I contacted Michelle Gilman to try to find out what led to the book’s being re-launched by a major publishing house. I also asked her whether the new version of the book differed in any way from the original version.
Michele wrote back:
“I was quite blown away by the response/sales of ‘What Grandma Built’. In a short period of time, approximately 15 months, I sold nearly 800 books. They were sold by bookstores: Kidsbooks, Hager books and Book Warehouse in Vancouver and McNally Robinson in Winnipeg. I worked with Arbor Funeral Homes who bought books directly from me and gave them out as part of their funeral package. And, I sold directly through my website. I donated the book sales to the Canadian Cancer Society, specifically to Camp Goodtimes which is a summer camp for kids and families both battling and recovering from cancer. My proceeds will still be donated to the camp where I am actively involved.
“I was contacted by a fantastic literary agent, Brian Wood, who heard about the book and asked me if I would consider selling it to a publishing house. At that point, I felt ready to let go, and was open to the changes I knew a publishing house would like to do in order for the book to fit their catalogue. Brian sold the book to Harbour Publishing.

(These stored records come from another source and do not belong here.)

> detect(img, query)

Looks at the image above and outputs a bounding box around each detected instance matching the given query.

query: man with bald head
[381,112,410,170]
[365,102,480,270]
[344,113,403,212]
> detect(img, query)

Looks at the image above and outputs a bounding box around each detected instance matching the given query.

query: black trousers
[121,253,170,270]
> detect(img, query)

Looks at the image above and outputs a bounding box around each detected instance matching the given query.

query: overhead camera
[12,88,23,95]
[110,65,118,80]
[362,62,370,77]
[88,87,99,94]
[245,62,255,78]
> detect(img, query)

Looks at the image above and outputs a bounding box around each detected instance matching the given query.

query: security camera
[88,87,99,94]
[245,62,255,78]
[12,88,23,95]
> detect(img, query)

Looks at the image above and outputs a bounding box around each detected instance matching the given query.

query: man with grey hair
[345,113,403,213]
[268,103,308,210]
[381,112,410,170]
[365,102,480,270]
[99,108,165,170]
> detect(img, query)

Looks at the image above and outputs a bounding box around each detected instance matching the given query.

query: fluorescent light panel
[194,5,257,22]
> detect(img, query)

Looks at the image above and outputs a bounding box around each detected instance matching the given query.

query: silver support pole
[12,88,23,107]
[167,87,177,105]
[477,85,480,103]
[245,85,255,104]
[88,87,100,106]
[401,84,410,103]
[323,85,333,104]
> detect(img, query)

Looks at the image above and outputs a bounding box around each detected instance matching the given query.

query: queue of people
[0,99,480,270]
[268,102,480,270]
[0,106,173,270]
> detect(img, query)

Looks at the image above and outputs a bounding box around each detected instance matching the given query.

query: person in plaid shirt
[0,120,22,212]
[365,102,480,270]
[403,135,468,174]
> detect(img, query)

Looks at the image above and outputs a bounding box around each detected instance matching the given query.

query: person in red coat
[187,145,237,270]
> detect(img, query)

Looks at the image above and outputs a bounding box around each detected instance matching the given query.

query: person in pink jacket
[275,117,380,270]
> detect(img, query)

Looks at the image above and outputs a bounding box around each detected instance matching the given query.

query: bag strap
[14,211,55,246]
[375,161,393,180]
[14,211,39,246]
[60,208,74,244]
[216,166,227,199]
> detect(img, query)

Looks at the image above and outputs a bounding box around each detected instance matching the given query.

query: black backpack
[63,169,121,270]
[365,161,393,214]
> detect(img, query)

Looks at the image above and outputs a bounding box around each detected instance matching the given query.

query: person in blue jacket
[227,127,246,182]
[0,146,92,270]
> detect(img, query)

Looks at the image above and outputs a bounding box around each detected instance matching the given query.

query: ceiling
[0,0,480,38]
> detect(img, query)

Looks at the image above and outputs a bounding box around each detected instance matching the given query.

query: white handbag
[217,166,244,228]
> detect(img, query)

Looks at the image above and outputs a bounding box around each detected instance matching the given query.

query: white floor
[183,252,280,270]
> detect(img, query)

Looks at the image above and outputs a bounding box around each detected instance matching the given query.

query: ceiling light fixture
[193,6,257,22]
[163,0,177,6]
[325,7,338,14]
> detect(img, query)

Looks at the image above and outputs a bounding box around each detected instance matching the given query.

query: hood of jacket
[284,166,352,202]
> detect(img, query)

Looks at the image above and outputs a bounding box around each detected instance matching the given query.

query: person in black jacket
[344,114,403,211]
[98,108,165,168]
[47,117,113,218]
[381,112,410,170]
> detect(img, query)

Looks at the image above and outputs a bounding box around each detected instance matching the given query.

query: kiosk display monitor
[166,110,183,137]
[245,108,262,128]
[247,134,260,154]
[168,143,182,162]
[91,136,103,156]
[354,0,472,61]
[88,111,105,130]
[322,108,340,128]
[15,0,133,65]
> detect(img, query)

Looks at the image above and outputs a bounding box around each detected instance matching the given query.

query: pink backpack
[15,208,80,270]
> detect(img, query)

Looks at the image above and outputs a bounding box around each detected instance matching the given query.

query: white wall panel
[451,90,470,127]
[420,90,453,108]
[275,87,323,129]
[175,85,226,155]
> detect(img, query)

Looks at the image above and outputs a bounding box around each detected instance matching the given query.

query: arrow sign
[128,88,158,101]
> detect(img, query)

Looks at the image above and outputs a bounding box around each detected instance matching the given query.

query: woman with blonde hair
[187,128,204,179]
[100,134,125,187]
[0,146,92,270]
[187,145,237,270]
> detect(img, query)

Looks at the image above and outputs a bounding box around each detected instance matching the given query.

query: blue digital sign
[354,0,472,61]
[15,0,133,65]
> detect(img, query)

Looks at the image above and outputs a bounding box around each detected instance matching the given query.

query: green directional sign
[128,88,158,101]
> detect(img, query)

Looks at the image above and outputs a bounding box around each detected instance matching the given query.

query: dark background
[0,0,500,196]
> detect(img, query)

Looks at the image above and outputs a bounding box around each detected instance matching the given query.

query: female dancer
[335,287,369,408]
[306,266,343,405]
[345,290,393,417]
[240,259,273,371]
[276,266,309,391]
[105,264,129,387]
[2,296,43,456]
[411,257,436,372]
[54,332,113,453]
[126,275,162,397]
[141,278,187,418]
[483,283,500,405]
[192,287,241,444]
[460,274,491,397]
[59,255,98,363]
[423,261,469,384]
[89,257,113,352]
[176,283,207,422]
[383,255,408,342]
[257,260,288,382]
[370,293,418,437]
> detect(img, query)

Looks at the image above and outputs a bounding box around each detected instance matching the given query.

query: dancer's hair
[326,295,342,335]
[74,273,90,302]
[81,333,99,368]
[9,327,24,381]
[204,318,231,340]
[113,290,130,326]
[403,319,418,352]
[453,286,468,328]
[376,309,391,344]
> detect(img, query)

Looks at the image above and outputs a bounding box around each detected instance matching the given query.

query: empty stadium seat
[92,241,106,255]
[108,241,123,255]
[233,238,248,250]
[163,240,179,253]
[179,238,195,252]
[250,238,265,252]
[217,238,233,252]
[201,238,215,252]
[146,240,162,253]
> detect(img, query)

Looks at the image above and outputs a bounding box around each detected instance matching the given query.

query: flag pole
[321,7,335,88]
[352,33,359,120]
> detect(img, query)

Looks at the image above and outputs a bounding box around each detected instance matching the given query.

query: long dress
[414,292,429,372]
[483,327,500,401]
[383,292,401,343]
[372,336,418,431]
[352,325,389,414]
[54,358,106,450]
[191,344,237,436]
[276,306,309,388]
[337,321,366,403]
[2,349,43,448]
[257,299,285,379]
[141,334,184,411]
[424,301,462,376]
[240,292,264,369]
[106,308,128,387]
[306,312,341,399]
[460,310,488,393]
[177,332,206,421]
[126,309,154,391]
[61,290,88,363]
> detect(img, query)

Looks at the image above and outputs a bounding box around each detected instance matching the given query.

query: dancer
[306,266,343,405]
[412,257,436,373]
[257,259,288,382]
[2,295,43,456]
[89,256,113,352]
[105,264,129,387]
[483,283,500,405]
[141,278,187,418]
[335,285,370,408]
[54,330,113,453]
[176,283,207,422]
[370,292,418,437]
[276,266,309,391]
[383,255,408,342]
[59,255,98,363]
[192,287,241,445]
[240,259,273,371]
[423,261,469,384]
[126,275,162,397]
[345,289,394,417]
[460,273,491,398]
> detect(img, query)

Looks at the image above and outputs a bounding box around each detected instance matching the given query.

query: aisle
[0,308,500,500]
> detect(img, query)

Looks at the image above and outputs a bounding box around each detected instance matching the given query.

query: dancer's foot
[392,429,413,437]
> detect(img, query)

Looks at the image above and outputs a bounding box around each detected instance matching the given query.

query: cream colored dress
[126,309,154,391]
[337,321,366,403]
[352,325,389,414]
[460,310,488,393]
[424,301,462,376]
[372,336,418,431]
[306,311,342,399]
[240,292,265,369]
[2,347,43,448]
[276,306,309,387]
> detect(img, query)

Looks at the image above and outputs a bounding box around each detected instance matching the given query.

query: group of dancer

“Upon meeting with Anna from Harbour Publishing, she asked me if there were any changes I wanted to make to the book. I told her I was sorry I didn’t have baby loons in the illustrations because the adult loons were so featured throughout the first version of the book. I always felt badly that after the Mom loon died, the Dad was left alone which I felt contradicted the message of the book. In that same meeting, she told me they’d like to change the word cathedral (which referred to Grandma’s house) and we discussed other options and agreed we both liked the word castle. Those were the two main changes (as well as word choices and grammar that I overlooked). It was really a fun process and the team at Harbour included me every step of the way.
“Harbour also describes the book as a whimsical take on the difference between a house and a home. They changed the entire focus of the book from being a book about death (which I thought it was) to a book celebrating life and family. “

Michele also noted that “I am working on two books now. Every time I get close to thinking I’m almost done, my editor sends me back to the drawing board. It’s a long hard process to write a children’s book; to tell an entire story with a lesson in roughly 700 words. Every word counts. I’m not done, but hopefully I will be by this summer.”

No doubt, considering the huge crowd Michelle drew to her original book launch at McNally Robinson two years ago, there will be another large crowd on April 10.